Figure 3.—Typical Hopi Home.—Courtesy Arizona State Museum.
The roofs are finished flat and lived upon as in Mediterranean countries, particularly in the case of one-story structures built against two-story buildings, the roof of the low building making the porch or roof-garden for the second-story room lying immediately adjacent. Here, on the roof many household occupations go on, including often summer sleeping and cooking.
When the new house is completely finished and dedicated, the owner gives a feast for all members of her clan who have helped in the house-raising, and the guests come bearing small gifts for the home.
Formerly, the house was practically bare of furniture save for the fireplace and an occasional stool, but the majority of the Hopi have taken kindly to small iron cook stoves, simple tables and chairs, and some of them have iron bedsteads. Even now, however, there are many homes, perhaps they are still in the majority, where the family sits in the middle of the floor and eats from a common bowl and pile of piki (their native wafer corn bread), and sleeps on a pile of comfortable sheep skins with the addition of a few pieces of store bedding, all of which is rolled up against the wall to be out of the way when not in use.
In the granary, which is usually a low back room, the ears of corn are often sorted by color and laid up in neat piles, red, yellow, white, blue, black, and mottled, a Hopi study in corn color. Strings of native peppers add to the colorful ensemble.

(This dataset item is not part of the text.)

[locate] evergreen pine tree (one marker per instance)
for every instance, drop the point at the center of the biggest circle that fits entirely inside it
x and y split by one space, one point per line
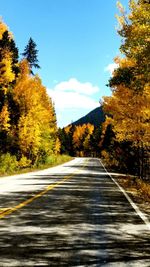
30 53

VI. MYTH AND FOLKTALE; GENERAL DISCUSSION
Because none of this material could be written down but was passed by word of mouth from generation to generation, changes naturally occurred. Often a tale traveled from one tribe to another and was incorporated, in whole or in part, into the tribal lore of the neighbor—thus adding something. And, we may suppose, some were more or less forgotten and thus lost; but, as Wissler[12] tells us, "tales that are directly associated with ceremonies and, especially, if they must be recited as a part of the procedure, are assured a long life."